Noruega debería considerar la adquisición de OpenAI para impulsar su innovación tecnológica.

El avance de la inteligencia artificial (IA) está superando la capacidad de respuesta institucional, lo que plantea desafíos importantes para la humanidad, la autonomía y el orden democrático. A medida que la automatización se expande y se espera que elimine la mayoría, si no todos, los empleos, el riesgo de un futuro de desempleo tecnológico se vuelve inminente. Este escenario podría resultar en una concentración extrema de poder y riqueza en manos de unos pocos que controlan los sistemas de IA, mientras que la mayoría podría verse relegada a una «clase permanente subyacente».

Un aspecto central en esta dinámica es que los modelos de lenguaje, como los que desarrollan diversas empresas tecnológicas, no surgen de la nada. Se entrenan utilizando cantidades masivas de datos textuales, imágenes y código extraído de internet y archivos digitales. En este sentido, estos modelos son representaciones derivativas de un esfuerzo colectivo humano, apoyados por infraestructuras públicas como el internet y universidades que han formado a los investigadores en IA.

Las empresas encargadas de desarrollar estos sistemas han mostrado una falta de interés en adherirse a estándares de seguridad que resguarden el bienestar general. Aunque reconocen el potencial de riesgos catastróficos, su resistencia ante las presiones de grupos civiles y gobiernos plantea una preocupación evidente: la tecnología más transformadora desde la agricultura no debería estar exclusivamente en manos privadas, donde los beneficios tienden a concentrarse, mientras que los riesgos se socializan.

¿Deberían los fondos soberanos invertir en IA?

En este contexto, surge la propuesta de que el Fondo de Pensiones del Gobierno Noruego, valorado en más de 2 billones de dólares, realice la compra de OpenAI, que actualmente tiene una valoración cercana a los 800 mil millones de dólares. Anteriormente, OpenAI operaba como una organización sin fines de lucro con un compromiso hacia el beneficio de la humanidad, pero esta misión ha cambiado con su transformación en una corporación con fines de lucro, lo cual representa una pérdida significativa para la comunidad global.

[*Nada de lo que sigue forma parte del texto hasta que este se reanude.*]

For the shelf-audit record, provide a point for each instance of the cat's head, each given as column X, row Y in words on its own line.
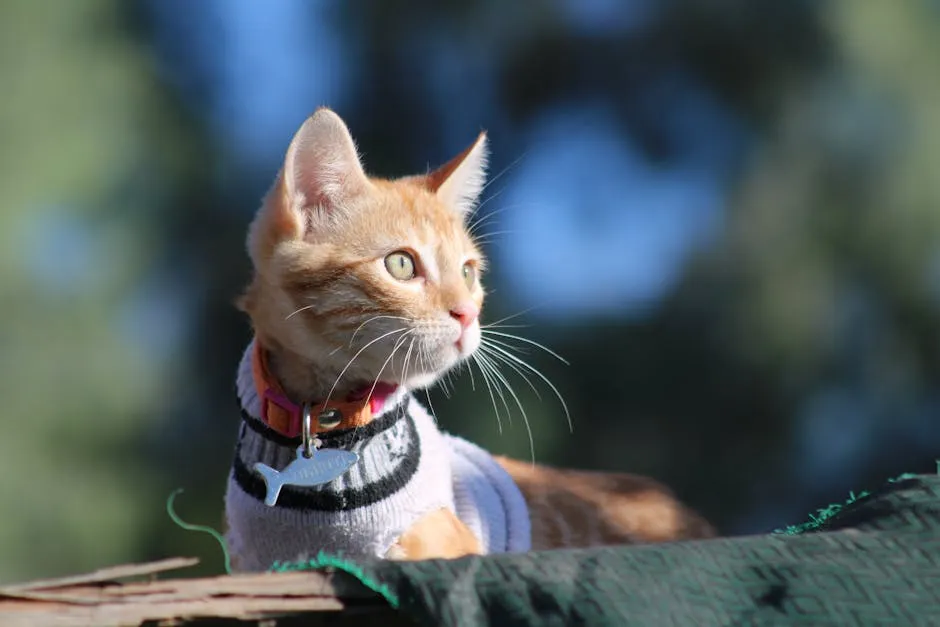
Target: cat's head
column 377, row 277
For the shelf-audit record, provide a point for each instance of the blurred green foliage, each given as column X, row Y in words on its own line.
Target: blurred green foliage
column 822, row 291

La intervención del gobierno noruego podría llevar la gestión de OpenAI a un actor más comprometido con el bienestar internacional. Si bien esto requeriría que Norges Bank liquidara una cantidad considerable de su cartera y significaría violar su mandato, la emergencia asociada al control privado de la IA justifica la flexibilidad en los enfoques normativos existentes.

Noruega, reconocida como una de las democracias más estables del mundo, tiene una larga historia de gestión colectiva de la riqueza. Sin embargo, la adquisición de OpenAI por parte del fondo noruego podría encontrarse con obstáculos, especialmente por parte del gobierno de Estados Unidos. A pesar de ello, una administración futura podría considerar esta opción si la situación lo permite.

El desfase entre la magnitud de la transición hacia la IA y las propuestas políticas convencionales es abismal. El cierre de centros de datos, por ejemplo, es una respuesta simplista que ignora los beneficios que podría ofrecer un futuro automatizado y colectivo. Sin un cambio en las estructuras de propiedad de los laboratorios de IA y sin garantías de un control democrático, es probable que la mayoría de la población humana quede desempoderada en el futuro. Por lo tanto, es crucial fomentar propuestas que empujen los límites de lo plausible y ofrezcan opciones que promuevan un futuro más igualitario y próspero.